Face à ces révélations, la mère de famille ne dissimule pas sa colère envers le système d'accueil. "Deux enfants, deux établissements, deux villes. Qui peut leur trouver des excuses ? Qu'ils aillent au diable !", s'est-elle insurgée. Elle pointe du doigt un sentiment de trahison absolu envers des structures censées garantir la sécurité des plus jeunes.

Une communauté parentale en quête de transparence

L'inquiétude a rapidement gagné les foyers de la région. Face à l'angoisse des familles dont les enfants ont fréquenté l'établissement, une mobilisation s'est organisée. "Une centaine de parents ont manifesté devant la mairie pour réclamer plus de transparence", rapporte Actu.fr.

La municipalité de Biarritz tente de gérer cette onde de choc collective. L'équipe municipale doit rassurer ses administrés tout en composant avec le strict secret de l'instruction en cours, ce qui limite considérablement sa communication officielle.

Les enjeux de protection de l'enfance

Cette affaire remet sérieusement en question les protocoles de recrutement et la surveillance du personnel au sein des structures municipales.

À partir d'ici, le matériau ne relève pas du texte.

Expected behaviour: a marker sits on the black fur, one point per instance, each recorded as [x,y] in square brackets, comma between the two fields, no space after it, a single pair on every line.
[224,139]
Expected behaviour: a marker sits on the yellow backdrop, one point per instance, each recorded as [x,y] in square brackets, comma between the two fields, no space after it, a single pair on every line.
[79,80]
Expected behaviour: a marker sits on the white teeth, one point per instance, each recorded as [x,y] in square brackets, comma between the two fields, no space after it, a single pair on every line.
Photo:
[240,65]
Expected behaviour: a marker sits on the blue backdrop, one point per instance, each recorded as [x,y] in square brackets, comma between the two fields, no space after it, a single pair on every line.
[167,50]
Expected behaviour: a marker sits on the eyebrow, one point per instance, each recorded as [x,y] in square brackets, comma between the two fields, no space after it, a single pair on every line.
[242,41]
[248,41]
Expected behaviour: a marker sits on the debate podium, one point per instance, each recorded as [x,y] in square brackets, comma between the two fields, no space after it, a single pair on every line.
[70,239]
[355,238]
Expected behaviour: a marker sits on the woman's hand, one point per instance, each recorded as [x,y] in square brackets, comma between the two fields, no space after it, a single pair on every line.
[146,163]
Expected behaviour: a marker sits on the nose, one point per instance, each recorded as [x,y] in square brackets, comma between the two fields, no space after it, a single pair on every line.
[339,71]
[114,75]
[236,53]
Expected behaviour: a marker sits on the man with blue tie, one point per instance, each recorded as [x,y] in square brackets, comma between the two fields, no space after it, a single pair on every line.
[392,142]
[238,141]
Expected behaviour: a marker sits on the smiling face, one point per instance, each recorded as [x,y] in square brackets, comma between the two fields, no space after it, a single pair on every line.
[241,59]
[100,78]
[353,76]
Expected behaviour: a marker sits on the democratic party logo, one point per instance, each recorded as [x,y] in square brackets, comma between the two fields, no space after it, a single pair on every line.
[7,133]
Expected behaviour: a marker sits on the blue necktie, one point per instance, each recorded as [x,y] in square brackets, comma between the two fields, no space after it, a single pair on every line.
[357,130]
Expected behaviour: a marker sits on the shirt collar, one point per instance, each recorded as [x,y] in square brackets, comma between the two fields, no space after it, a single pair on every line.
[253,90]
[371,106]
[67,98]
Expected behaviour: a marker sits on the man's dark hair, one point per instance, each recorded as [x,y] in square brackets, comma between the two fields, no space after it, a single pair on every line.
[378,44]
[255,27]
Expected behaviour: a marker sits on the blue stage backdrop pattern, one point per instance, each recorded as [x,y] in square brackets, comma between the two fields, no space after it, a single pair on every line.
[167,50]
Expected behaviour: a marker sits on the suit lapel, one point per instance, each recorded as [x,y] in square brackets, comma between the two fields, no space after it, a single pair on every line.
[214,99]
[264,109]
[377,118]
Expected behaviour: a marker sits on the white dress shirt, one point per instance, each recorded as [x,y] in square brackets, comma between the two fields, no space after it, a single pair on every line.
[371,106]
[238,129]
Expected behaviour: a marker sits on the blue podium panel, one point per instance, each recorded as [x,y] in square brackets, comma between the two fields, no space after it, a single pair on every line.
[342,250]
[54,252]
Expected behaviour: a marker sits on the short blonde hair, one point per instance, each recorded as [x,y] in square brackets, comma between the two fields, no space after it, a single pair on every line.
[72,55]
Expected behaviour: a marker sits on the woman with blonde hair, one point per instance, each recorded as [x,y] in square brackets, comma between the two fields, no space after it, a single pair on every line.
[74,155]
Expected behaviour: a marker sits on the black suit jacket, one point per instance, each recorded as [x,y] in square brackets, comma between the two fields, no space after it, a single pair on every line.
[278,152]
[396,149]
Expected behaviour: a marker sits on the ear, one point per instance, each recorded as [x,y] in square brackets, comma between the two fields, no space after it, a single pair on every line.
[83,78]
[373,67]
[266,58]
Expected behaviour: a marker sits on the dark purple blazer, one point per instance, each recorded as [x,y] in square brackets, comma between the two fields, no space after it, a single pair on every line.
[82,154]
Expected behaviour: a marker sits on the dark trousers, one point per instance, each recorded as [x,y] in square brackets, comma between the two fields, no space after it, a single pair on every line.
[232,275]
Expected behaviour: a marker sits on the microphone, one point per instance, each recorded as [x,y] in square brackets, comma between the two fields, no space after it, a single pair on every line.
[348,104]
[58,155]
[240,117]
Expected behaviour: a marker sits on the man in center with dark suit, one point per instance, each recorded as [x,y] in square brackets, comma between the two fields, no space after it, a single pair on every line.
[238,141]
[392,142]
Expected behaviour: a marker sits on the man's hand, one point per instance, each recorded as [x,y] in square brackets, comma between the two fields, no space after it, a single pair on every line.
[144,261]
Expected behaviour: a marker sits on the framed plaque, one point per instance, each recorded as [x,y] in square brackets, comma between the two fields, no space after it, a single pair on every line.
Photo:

La priorité immédiate reste l'accompagnement psychologique des seize enfants concernés et de leurs proches.

Pour les observateurs locaux, une réflexion profonde sur ces dispositifs de garde est nécessaire. Seule une réponse ferme des autorités judiciaires et municipales permettra de restaurer progressivement la confiance des parents envers les établissements d'accueil de la ville.